- Associated Press - Wednesday, June 3, 2015

HELENA, Mont. (AP) - Insurance companies in Montana are requesting double-digit rate increases next year for the health plans of more than 77,000 people covered through the online exchange created by President Barack Obama’s health law.

Blue Cross and Blue Shield of Montana is asking state regulators to approve an average increase of about 22 percent over the rates approved in 2015 for its individual plans. PacificSource is asking for an average 32 percent increase. The Montana Health Cooperative is requesting an average 34 percent increase.

The companies found the claims they paid out in 2014 were much higher than they expected when the online marketplace launched in 2013. For all three companies, the claims paid exceeded the premiums they took in that year, the first year the Affordable Care Act was in effect.

State Auditor Monica Lindeen has final say over whether to approve the requests, and her office has 60 days to review the proposals and send the companies objections.

If the rate increases are justified, they will be accepted, Lindeen said. Double-digit rate increases were the norm in the years leading up to the Affordable Care Act.

After the law passed, the companies had to set rates for a new marketplace without any history to base them on, she said.

“Not only were they shooting in the dark, they were competing with each other for business,” Lindeen said. “Obviously they were going as low as they could without it being unsustainable.”

The rate increase requests reflect an adjustment that is needed for the not-for-profit Montana Health Cooperative to survive long-term, CEO Jerry Dworak said.

“I firmly believe that this is a one-year deal, a one-year true-up to get where it should have been from the very beginning,” he said. “We definitely feel if we don’t get (the increase) our sustainability will be questionable going into the next four or five years.”
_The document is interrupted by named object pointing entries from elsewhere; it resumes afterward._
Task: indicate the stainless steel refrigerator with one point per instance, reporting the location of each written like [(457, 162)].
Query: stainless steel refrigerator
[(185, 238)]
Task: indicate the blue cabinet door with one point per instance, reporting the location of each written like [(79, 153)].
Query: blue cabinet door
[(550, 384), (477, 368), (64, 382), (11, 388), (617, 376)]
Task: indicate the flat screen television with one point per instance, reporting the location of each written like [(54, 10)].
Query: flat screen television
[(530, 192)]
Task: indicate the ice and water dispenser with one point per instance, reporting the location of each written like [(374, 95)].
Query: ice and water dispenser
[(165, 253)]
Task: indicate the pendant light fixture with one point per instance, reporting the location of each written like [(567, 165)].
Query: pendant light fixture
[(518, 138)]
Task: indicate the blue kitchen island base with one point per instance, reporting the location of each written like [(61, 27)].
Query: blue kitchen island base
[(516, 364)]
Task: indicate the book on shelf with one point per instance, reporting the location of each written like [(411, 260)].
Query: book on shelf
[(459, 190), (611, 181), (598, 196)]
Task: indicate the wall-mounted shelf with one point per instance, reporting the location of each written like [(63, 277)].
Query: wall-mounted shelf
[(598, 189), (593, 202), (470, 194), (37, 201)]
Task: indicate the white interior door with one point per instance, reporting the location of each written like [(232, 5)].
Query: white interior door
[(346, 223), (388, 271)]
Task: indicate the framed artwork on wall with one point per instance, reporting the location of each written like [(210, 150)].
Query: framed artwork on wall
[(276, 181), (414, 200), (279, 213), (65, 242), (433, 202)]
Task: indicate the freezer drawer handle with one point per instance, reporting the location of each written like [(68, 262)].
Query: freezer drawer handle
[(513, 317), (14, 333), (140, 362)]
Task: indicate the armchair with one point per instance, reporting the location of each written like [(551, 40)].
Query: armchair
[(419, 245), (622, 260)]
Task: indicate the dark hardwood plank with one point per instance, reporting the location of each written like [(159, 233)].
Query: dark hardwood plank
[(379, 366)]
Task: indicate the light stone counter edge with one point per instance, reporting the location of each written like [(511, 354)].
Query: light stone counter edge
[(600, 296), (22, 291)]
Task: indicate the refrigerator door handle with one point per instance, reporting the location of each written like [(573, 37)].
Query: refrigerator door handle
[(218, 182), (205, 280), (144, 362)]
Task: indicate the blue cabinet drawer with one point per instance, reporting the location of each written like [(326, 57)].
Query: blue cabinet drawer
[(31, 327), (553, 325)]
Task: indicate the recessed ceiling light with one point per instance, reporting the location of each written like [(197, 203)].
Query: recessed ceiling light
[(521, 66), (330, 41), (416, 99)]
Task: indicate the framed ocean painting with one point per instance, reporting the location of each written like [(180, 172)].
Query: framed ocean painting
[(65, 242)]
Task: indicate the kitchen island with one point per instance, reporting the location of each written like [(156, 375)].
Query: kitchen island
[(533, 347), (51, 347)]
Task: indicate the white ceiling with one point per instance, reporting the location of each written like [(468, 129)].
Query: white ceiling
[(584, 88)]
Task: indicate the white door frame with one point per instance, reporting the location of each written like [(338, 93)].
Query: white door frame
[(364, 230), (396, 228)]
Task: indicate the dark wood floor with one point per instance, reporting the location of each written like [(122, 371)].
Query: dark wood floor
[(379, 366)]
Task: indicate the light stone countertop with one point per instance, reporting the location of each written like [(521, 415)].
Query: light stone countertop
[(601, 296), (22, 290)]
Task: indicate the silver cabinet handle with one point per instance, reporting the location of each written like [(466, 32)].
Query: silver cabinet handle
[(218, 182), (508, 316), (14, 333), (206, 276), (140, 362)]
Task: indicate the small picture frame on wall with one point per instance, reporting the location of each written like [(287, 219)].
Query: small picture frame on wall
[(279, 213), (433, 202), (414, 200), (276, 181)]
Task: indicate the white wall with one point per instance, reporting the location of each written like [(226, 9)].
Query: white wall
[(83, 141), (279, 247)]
There are 44,782 Blue Cross customers in Montana with individual plans that may be affected by the rate increase, the company said in its filing. Blue Cross took in $143.4 million in premiums and paid $175.9 million in claims in 2014.

The company’s proposed increase is built on the experience and data of the last two years, spokesman John Doran said.

“We’re putting prices out there that we believe are affordable and that we think can be sustainable for our customers for years to come,” he said.

The Montana Health Cooperative took in $38.4 million in premiums and paid $54 million in claims in 2014. The rate increase would affect the 17,300 customers the cooperative had as of March, with increases ranging between 17 and 60 percent, depending on the plan.

People who earn less than 400 percent of the federal poverty level are eligible for federal subsidies to help pay for the plans. Dworak said 72 percent of his cooperative’s customers receive subsidies.

In addition to the proposed premium hike, the cooperative will discontinue its “platinum” level plan and increase the deductibles and out-of-pocket expenses in other plans, Dworak said.

PacificSource reported premium income of $26.5 million and claims of $35.2 million in Montana last year. The company has 11,058 Montana customers with individual plans.

Its proposed 32 percent rate hike is required for individual health plans to sustain themselves without being subsidized by other parts of the business, PacificSource’s Montana director, Todd Lovshin said.

“We have to figure out how to make them both affordable and where that market is paying for itself,” he said.